Hospice helped her mother replace the "pressure to get well" with having "time to die," to get her things in order and to prepare mentally and spiritually, said Bonnie. "She had time to get through the end of her life the way she wanted."
"It prolonged my mother's life," Bonnie continued. "Because she could enjoy things again. Because her whole life wasn't about fighting the disease.
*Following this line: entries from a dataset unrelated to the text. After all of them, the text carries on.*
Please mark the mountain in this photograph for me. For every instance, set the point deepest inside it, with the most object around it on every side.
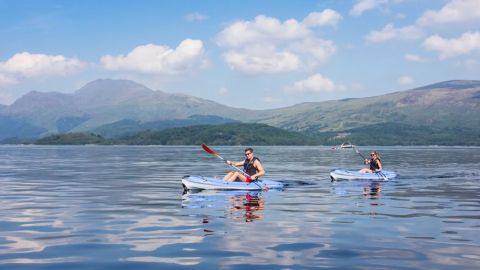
(130, 127)
(438, 112)
(222, 134)
(104, 102)
(451, 104)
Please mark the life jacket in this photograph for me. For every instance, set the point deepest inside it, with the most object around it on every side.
(248, 167)
(374, 165)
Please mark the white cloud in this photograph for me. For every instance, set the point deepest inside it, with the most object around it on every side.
(326, 17)
(267, 45)
(195, 17)
(262, 29)
(456, 11)
(30, 65)
(315, 83)
(389, 32)
(467, 43)
(262, 59)
(222, 91)
(414, 58)
(363, 5)
(406, 80)
(157, 59)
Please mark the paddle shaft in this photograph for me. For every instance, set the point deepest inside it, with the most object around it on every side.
(211, 151)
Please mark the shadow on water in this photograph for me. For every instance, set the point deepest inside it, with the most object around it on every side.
(246, 206)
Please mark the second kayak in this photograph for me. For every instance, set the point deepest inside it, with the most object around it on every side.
(342, 174)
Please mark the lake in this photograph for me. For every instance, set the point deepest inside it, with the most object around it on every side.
(123, 207)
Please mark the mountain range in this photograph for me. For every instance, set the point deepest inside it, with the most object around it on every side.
(115, 108)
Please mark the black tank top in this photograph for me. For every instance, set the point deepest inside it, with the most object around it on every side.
(374, 165)
(248, 166)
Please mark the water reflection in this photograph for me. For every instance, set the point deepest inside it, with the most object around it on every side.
(238, 205)
(372, 190)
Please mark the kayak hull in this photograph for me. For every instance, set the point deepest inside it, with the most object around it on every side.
(191, 182)
(342, 174)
Because she could sit back and enjoy her life. Because she didn't have to spend all her energy on getting well."
As a music major, her mother would have loved music therapy, one of the complementary therapies (along with massage and healing touch) now offered by Rice Hospice.
November is National Hospice Month, and Bonnie thinks that the service, which is usually covered by insurance and also is supported through donations, is "tremendously underutilized."
Rice Hospice typically has 70-80 hospice patients, including 8-16 at its Paynesville branch.
One of Dunlop's first hospice cases was an eye-opener for her. A priest, who had dealt with death all his life, still found himself unprepared for his own death, she said, learning that end-of-life care can help anyone.
"We really want people to be aware that hospice is a program to support families and loved ones during a difficult time," said Dunlop.